Cached at:
04/20/26, 02:55 PM
# Learning Montezuma’s Revenge from a single demonstration
Source: [https://openai.com/index/learning-montezumas-revenge-from-a-single-demonstration/](https://openai.com/index/learning-montezumas-revenge-from-a-single-demonstration/)
Model\-free RL methods like policy gradients and Q\-learning explore by taking actions randomly\. If, by chance, the random actions lead to a reward, they are*reinforced*, and the agent becomes more likely to take these beneficial actions in the future\. This works well if rewards are dense enough for random actions to lead to a reward with reasonable probability\. However, many of the more complicated games require long sequences of very specific actions to experience any reward, and such sequences are extremely unlikely to occur randomly\.

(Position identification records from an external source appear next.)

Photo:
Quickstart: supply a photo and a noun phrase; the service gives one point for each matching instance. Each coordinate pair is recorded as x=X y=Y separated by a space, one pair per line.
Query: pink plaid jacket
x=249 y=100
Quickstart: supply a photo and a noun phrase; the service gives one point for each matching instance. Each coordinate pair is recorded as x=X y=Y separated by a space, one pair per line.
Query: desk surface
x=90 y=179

Although the step\-by\-step learning done by our agent is much simpler than learning to play from scratch, it is still far from trivial\. One challenge our RL agent faces is that it is generally unable to reach the exact state from later on in the demo when it starts from an earlier state\. This is because the agent plays the game at a different frameskip from what we used for recording the demonstration, but it is also due to the randomness in the actions which make it very unlikely to exactly reproduce any specific sequence of actions\. The agent will thus need to be able to generalize between states that are very similar, but not identical\. We found that this works well for Montezuma’s Revenge, but much less well for some other Atari games we tried, like Gravitar and Pitfall\. One reason for this may be that these latter games require solving a harder vision problem: we found these games difficult to play from a downsampled screen ourselves, and we saw some improvement when using larger and deeper neural network policies\.

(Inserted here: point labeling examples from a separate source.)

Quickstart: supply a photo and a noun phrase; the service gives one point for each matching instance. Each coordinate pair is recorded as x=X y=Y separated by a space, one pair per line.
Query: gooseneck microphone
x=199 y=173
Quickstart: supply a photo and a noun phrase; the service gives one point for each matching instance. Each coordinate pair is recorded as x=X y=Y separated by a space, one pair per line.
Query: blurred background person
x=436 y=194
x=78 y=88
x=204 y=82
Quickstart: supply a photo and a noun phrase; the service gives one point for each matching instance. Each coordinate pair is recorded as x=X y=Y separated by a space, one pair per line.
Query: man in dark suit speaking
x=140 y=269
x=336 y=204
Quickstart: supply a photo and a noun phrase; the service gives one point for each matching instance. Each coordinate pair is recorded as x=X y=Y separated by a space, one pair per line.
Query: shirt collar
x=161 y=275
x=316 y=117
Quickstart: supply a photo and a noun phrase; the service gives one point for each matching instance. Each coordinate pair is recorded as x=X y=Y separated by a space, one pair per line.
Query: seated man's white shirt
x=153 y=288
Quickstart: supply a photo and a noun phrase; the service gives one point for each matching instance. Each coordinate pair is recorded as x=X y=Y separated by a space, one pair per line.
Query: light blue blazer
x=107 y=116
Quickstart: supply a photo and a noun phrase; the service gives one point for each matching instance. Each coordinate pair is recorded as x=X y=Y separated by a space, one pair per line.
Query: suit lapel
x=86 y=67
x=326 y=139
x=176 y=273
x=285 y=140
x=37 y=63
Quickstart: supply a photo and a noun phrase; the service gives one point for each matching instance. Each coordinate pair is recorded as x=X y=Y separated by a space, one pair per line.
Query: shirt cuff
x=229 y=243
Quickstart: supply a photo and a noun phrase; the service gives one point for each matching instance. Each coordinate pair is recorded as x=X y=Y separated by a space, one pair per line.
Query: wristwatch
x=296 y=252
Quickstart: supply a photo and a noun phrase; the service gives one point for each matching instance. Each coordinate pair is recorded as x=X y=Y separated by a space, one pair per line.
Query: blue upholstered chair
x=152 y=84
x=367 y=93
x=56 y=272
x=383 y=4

Another challenge we encountered is that standard RL algorithms like policy gradients require striking a careful balance between exploration and exploitation: if the agent’s actions are too random, it makes too many mistakes to ever achieve the required final score when starting from the beginning of the game; if the actions are too deterministic, the agent stops learning because it does not explore alternative actions\. Achieving the reported result on Montezuma’s Revenge thus required careful tuning of the coefficient of the entropy bonus used in PPO, in combination with other hyperparameters such as the learning rate and the scaling of rewards\. For some other games like Gravitar and Pitfall we were unable to find hyperparameters that worked for training the full curriculum\. The algorithm also still shows substantial random variation from run to run, with some runs failing to converge for Montezuma’s Revenge\. We hope that future advances in RL will yield algorithms that are more robust to random noise and to the choice of hyperparameters\.

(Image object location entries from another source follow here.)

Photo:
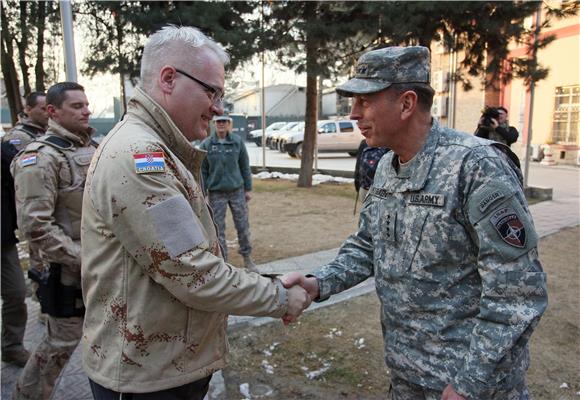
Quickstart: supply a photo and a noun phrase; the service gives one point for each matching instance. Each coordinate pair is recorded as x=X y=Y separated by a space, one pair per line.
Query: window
x=328 y=128
x=346 y=126
x=566 y=113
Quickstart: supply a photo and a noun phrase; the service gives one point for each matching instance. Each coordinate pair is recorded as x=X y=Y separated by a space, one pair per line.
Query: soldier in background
x=447 y=234
x=32 y=124
x=227 y=178
x=49 y=178
x=14 y=311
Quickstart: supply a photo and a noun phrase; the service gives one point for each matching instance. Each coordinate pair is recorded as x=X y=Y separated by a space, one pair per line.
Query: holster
x=56 y=299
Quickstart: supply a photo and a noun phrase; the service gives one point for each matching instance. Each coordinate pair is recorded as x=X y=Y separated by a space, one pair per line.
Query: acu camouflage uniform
x=451 y=243
x=49 y=178
x=157 y=290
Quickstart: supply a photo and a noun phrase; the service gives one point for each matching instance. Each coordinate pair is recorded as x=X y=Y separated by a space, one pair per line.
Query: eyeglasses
x=217 y=95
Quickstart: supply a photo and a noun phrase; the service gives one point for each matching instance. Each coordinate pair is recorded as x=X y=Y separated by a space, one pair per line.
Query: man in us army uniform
x=157 y=289
x=446 y=232
x=49 y=176
x=14 y=313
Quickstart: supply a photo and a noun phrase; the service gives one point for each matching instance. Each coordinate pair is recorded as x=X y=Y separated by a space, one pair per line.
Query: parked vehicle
x=333 y=136
x=256 y=135
x=273 y=139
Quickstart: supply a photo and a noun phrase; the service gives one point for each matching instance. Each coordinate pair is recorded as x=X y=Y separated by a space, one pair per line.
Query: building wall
x=281 y=100
x=562 y=57
x=468 y=103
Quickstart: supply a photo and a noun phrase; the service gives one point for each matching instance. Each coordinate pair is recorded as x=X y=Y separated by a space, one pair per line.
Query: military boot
x=249 y=264
x=15 y=357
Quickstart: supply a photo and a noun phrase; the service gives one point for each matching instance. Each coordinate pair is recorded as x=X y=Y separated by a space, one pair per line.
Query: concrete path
x=550 y=216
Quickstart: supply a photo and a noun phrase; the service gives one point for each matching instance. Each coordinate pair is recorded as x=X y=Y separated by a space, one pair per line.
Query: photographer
x=493 y=126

Finally, like is often the case in reinforcement learning, we find that our trained neural net policy does not yet generalize at the level of a human player\.[One method\(opens in a new window\)](https://arxiv.org/abs/1709.06009v2)to test for generalization ability is to perturb the policy by making actions*sticky*and repeating the last action with probability of 0\.25 at every frame\. Using this evaluation method our trained policy obtains a score of 10,000 on Montezuma’s Revenge on average\. Alternatively, we can take random actions with probability 0\.01 \(repeated for 4 frameskipped steps\), which leads to an average score of 8,400 for our policy\. Anecdotally, we find that such perturbations also significantly reduce the score of human players on Montezuma’s Revenge, but to a lesser extent\. As far as we are aware, our results using perturbed policies are still better than all those published previously\. Perturbing the learned policy by starting with between 0 and 30 random no\-ops did not significantly hurt results, with the majority of rollouts achieving the final score obtained in our demonstration\.
Where most previous work on learning from demonstrations focused on*imitation*, which encourages identical behavior to that seen in the demonstration, we have shown that good results can be achieved by optimizing returns directly\. This allows the agent to deviate from the demonstrated behavior, which lets it find new and exciting solutions that the human demonstrator may not have considered\. By training on a curriculum of subtasks, created by resetting from demonstration states, we used this technique to solve a difficult reinforcement learning problem requiring long sequences of actions\.